The AI-chatbot experiment showed that when the ChatGPT-based buyer was scripted to be competitive, it indeed achieved better deal terms (larger price discounts and quicker negotiations).
However, suppliers reported significantly more trust and satisfaction when the AI was prompted to be collaborative.
In other words, an aggressive AI approach cut costs for the buyer, but a friendly AI approach built stronger supplier relationships.
(So there was a clear trade-off: using a hard-nosed chatbot got lower prices at the expense of supplier goodwill.)
Read more about the original research here.
Study 6:
A) Handwritten notes gave better scores.
The data strongly favoured pen-and-paper.
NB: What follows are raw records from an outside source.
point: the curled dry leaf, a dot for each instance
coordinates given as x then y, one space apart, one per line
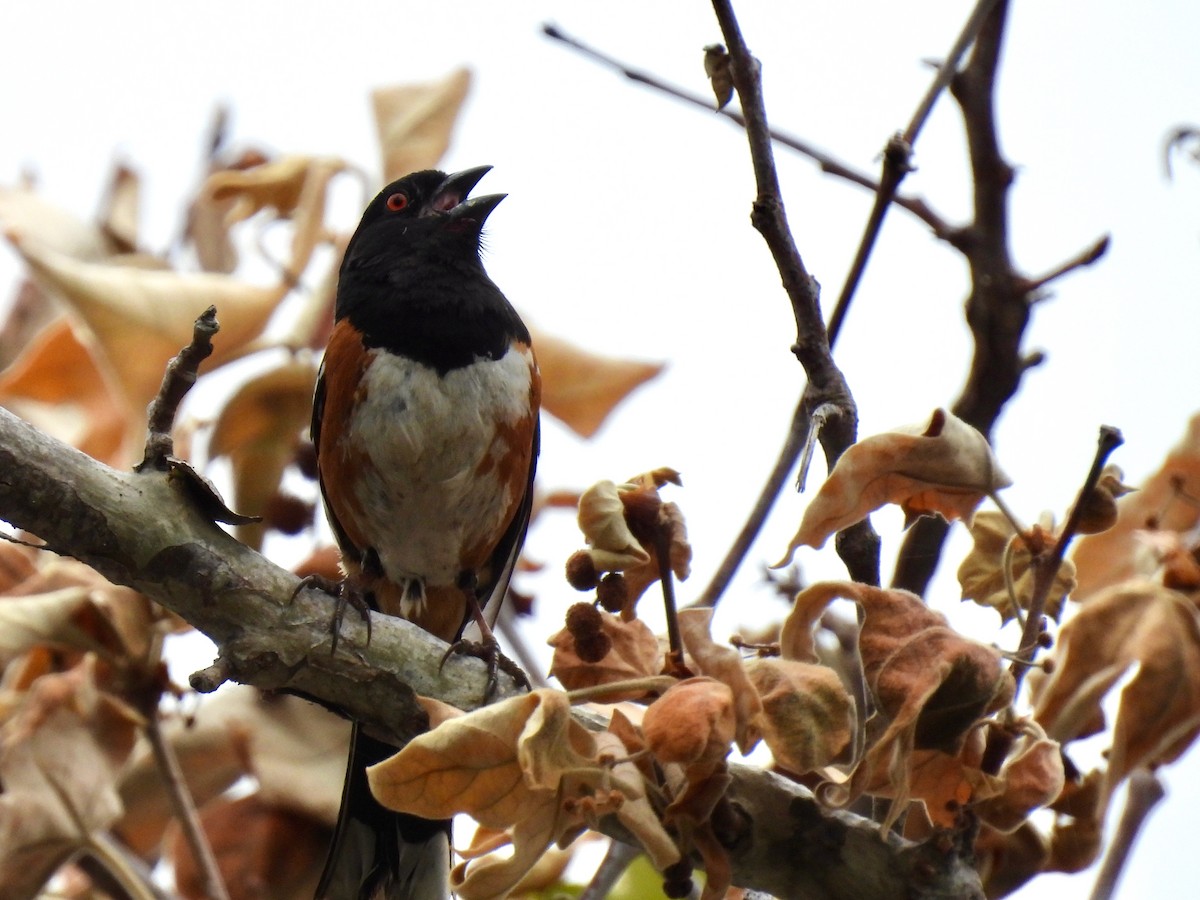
669 522
724 664
634 653
1032 777
808 718
943 467
294 749
930 683
1114 556
601 519
208 223
294 187
119 210
1098 511
69 606
141 317
58 385
1006 862
261 850
693 724
945 783
61 753
997 549
1158 715
628 526
23 210
580 388
415 121
258 429
523 767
Students who took notes by hand performed better on later tests than those who typed.
One meta-analysis found that about 9.5% of the handwriting group earned top grades (As) versus only 6% of the typing group.
In other words, handwriting your notes boosts retention – likely because writing forces more processing and summarisation.
Read more about the original research here.
How did you do?
These findings show how counterintuitive research results can be.
From design tweaks and delivery speed to education tricks, the “obvious” guess isn’t always right.
Testing and data are essential for seeing what actually works.
Whether you nailed each one or got stumped, hopefully, these real studies gave you a fresh perspective on determining their findings that you can use in your own work.